Oğuz: Geçmişte de durduruldu
Maliye Bakanı Dursun Oğuz da, hayat pahalılığının geçmişte de durdurulduğunu hatırlatarak, öteledikleri hayat pahalılığıyla yapılan ödemeleri sıraladı.
Bütçe açığının herkes tarafından bilindiğini ve kaynak talebinin sadece maaş ödemeleri için olmadığını dile getiren Oğuz, yapılacak tasarrufun da Covid 19’la mücadele için kullanılacağını kaydetti.
“Vergi gelirlerinde azalma var”
Öngörülen ödemelerle ilgili bilgi veren Oğuz, 2 bin adedin üstündeki PCR’lar için anlaşmalı kurumlara para ödediklerini belirtti.
Oğuz, öngörülmeyen giderlerin devam ettiğini ve ivedi ödemeler haricindekileri de ötelediklerini söyleyerek, vergi gelirlerinde de azalma olduğuna işaret etti.
DENKTAŞ: Gelirleri artıracak sistemler düşünmek gerek
DP Milletvekili Serdar Denktaş da, maliyenin durumunu anlayışla karşılasa da böyle dönemlerin tasarruf tedbirleriyle atlatılamayacağını belirterek, koşulların aynen devam edeceğini kabullenerek gelirleri artıracak sistemler düşünmek gerektiğini söyledi.
Bunun ek bir vergilendirme olacağını ve piyasaya düşebilecek paranın engelleneceğini kaydeden Denktaş, kamu maliyesinin gelirini arttırmak için yapılabileceklere örnekler verdi.
Denktaş, tasarruf tedbirleri çerçevesinde alınacak kararların gelecekte daha büyük sorun yaratacağını, kendisinin bu tasarıya kesinlikle olumlu oy vermeyeceğini belirtti.
İçinde bulunulan ortamdan nasıl çıkılacağının el birliğiyle atılacak adımlarla belirlenmesi gerektiğini vurgulayarak, komiteden gelecek tasarıya nisap desteği de vermeyeceğini söyledi.
Erhürman: Atılan taş ürkütülen kurbağaya değmeyecek
CTP Milletvekili Tufan Erhürman da, hayat pahalılığı konusunun uzun zamandır gündemde olduğunu ifade ederek, yasa gücünde kararnameyle ek mali yükümlülük getirilemeyeceğini söyledi.
Ara emri alınmış konunun da yok hükmünde olduğunu kaydeden Erhürman, bu tasarı yasallaşırsa, o zaman da geriye yasa çalışmadığı için sadece haziran için geçerli olacağını belirterek, “Atılan taşın ürküttüğü kurbağaya değmeyeceği” değerlendirmesinde bulundu.
“Her yıl külfete sebep olacak”
Bu yapılmaya çalışılanın her yıl ek külfetlere sebep olacağını belirten Erhürman, bunun böylesi bir dönemde yapılmasının da çok yanlış olduğunu kaydetti.
Yapılmaya çalışılanın ne hukuki, ne ekonomik akla uygun olduğunu yineleyen Erhürman, bu kesintiden sadece yüksek gelirlinin ya da memurun değil, asgari ücret veya sigorta parasıyla yaşayanların da etkileyeceğini hatırlattı.
Erhürman, hayat pahalılığı ödeneğinin kesilmesiyle özel sektörün kazancına da engel olunduğunu, üzerine vergi bindirince maliyenin para da toplayamayacağını belirtti.

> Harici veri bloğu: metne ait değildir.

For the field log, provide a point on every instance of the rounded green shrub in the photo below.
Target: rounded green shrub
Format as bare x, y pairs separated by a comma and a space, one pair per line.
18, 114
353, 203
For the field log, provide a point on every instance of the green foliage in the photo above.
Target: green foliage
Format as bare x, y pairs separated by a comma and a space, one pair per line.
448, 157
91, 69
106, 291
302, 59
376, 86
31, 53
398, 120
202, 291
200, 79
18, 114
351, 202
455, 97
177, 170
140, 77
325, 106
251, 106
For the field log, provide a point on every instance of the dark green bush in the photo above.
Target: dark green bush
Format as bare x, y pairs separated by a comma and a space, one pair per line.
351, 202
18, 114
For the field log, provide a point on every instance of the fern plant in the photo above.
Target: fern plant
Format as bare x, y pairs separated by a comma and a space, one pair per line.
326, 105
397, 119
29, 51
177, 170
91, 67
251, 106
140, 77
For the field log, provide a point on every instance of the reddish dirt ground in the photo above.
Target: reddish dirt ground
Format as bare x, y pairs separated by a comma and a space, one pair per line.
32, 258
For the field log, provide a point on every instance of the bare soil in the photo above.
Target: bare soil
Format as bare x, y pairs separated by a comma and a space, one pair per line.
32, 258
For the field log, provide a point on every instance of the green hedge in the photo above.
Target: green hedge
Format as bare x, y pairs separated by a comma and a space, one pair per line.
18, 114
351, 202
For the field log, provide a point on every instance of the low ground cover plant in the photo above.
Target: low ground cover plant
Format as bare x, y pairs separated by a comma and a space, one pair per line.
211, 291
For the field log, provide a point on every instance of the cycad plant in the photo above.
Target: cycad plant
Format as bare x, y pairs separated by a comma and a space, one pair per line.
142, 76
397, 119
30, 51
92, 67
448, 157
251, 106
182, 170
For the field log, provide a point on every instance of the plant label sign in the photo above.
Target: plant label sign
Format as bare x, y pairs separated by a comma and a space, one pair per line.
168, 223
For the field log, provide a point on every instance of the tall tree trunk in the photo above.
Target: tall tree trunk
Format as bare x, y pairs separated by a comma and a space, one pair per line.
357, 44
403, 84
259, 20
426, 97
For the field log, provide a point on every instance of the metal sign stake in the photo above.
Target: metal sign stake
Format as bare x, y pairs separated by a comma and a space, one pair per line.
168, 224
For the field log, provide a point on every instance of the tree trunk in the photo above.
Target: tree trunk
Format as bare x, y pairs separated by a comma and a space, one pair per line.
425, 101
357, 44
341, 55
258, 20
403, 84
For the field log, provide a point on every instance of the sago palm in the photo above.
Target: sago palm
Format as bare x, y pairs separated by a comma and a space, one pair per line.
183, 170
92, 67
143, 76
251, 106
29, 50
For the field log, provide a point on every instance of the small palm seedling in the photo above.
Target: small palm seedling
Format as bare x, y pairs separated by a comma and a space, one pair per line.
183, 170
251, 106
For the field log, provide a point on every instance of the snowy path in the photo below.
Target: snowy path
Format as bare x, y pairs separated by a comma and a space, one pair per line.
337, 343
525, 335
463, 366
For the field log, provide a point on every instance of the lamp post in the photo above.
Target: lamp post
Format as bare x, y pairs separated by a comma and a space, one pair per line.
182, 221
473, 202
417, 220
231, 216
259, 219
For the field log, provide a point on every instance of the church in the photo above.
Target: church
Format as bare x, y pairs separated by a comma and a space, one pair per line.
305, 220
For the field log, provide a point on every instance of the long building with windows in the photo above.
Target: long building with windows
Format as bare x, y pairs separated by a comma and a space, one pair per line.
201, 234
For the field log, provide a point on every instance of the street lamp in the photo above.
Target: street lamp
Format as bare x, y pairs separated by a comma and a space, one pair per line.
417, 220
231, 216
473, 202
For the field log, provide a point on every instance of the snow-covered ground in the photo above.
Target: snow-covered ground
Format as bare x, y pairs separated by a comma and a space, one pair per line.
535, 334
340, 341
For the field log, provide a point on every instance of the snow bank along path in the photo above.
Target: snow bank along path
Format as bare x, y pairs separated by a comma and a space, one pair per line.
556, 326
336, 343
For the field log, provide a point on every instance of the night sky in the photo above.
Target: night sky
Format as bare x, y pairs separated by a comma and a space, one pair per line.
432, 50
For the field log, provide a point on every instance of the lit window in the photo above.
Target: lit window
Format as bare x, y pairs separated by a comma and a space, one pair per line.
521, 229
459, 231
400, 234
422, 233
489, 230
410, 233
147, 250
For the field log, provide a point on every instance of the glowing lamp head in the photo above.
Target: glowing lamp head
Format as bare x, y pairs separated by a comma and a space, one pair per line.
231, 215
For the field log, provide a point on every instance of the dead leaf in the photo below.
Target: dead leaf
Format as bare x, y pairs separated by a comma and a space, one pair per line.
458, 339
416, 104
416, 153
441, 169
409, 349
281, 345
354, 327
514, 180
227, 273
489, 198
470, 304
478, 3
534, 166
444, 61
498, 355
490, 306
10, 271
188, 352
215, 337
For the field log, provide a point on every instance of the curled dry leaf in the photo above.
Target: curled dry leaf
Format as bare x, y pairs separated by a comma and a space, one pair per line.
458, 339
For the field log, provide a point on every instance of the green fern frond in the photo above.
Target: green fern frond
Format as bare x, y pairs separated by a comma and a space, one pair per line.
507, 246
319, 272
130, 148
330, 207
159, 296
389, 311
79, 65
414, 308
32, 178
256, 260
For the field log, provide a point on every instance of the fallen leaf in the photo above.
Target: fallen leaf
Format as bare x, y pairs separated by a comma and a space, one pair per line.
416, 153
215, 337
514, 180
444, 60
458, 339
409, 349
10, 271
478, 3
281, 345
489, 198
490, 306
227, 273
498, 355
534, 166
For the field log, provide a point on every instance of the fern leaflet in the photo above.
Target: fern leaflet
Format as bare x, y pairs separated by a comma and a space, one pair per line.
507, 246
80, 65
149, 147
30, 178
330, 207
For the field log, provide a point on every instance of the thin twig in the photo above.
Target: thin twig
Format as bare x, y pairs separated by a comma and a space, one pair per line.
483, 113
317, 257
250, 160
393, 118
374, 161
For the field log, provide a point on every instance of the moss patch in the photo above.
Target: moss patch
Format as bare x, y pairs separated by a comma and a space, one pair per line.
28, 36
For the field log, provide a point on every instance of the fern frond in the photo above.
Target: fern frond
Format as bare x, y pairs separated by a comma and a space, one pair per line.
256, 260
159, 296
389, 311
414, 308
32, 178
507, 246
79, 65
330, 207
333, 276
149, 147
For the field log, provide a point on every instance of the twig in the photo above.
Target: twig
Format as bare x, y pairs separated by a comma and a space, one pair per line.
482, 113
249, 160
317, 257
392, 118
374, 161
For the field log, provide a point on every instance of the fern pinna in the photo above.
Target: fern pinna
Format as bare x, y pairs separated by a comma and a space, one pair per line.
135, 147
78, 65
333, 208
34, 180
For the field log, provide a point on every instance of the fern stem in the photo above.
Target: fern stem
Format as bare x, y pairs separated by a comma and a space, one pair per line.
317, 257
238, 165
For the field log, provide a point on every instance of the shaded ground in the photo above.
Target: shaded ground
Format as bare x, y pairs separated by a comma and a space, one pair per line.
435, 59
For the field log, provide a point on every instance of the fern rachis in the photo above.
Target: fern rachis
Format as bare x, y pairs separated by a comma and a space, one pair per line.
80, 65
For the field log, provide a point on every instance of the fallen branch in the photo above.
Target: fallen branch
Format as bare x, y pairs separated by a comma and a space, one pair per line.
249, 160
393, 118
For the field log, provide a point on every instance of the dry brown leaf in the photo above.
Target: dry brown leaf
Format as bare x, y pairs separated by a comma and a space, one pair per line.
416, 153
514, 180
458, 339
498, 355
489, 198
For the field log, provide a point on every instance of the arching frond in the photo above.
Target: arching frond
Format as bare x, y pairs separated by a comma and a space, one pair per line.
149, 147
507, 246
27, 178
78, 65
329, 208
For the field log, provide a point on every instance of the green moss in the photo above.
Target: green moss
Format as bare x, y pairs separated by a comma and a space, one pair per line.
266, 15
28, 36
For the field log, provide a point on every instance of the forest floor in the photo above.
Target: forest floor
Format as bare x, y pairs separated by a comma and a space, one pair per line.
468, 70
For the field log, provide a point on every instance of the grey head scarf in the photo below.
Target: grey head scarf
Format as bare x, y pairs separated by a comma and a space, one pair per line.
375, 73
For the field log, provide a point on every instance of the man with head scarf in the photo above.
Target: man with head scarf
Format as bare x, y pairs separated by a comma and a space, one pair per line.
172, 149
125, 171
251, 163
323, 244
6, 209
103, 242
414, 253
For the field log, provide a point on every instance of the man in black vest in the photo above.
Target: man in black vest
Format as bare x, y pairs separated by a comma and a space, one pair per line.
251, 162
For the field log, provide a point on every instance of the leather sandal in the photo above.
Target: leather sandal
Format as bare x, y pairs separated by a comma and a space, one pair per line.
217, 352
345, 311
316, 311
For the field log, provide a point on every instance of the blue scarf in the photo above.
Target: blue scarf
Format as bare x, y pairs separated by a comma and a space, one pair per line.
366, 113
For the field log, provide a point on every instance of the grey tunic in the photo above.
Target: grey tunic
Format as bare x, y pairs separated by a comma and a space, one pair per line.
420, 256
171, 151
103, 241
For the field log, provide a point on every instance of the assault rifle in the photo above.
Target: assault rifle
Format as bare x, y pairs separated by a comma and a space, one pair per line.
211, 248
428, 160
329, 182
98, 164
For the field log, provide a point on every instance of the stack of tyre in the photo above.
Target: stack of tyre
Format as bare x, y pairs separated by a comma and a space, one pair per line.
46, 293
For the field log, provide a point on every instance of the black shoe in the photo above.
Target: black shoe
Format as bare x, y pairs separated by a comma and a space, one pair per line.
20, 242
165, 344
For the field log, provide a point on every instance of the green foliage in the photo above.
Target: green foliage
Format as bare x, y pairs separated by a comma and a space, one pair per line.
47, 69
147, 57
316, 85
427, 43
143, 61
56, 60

Erhürman, Güney Kıbrıs’ın kapıların açılmasıyla ilgili bir öneri yaptıysa, üzerine düşülmesi gerekenin bu olduğunu kaydederek, ülke siyasetini doğru olmayan bu siyasetten çıkarmak gerektiğini söyledi.
Angolemli: Para yok diye ağlayanlar Ercan’ın borcunu 2 yıllığına bağışladı
TDP Milletvekili Hüseyin Angolemli ise, vergi toplamanın bile bilinmediğini söyleyerek, “Para yok diye ağlayanlar, 2 gün sonra Ercan’nın borcunu 2 yıllığına bağışladı ve 3 gün sonra da hayat pahalılığını kesti. Aklım almıyor’ dedi.
7 milyon sterlin alacağı olan Vakıfların bu parayı ödemesi gereken kişilerin ismini açıklayamamasını da eleştiren Angolemli, tek çıkış noktasının tarım olduğunu ve gençlere başka bir gelir kaynağı kalmadığını belirtti.
Angolemli, kaynak yaratmak için yapılabileceklere örnekler vererek, fiyatların denetlenmesinin bile hayat pahalılığını önleyeceğini söyledi.
Kamu Çalışanlarının Aylık (Maaş-Ücret) ve Diğer Ödeneklerinin Düzenlenmesi Yasasının Hayat Pahalılığı Ödeneği Hakkını Düzenleyen 9’uncu Maddesinin Uygulanmasının 4 Ay Süre İle Durdurulmasına İlişkin (Geçici Kurallar) Yasa Tasarısı’nın ivediliğinin oy çokluğuyla kabul edilmesinin ardından hayat pahalılığının durdurulmasına ilişkin diğer tezkereler ele alındı.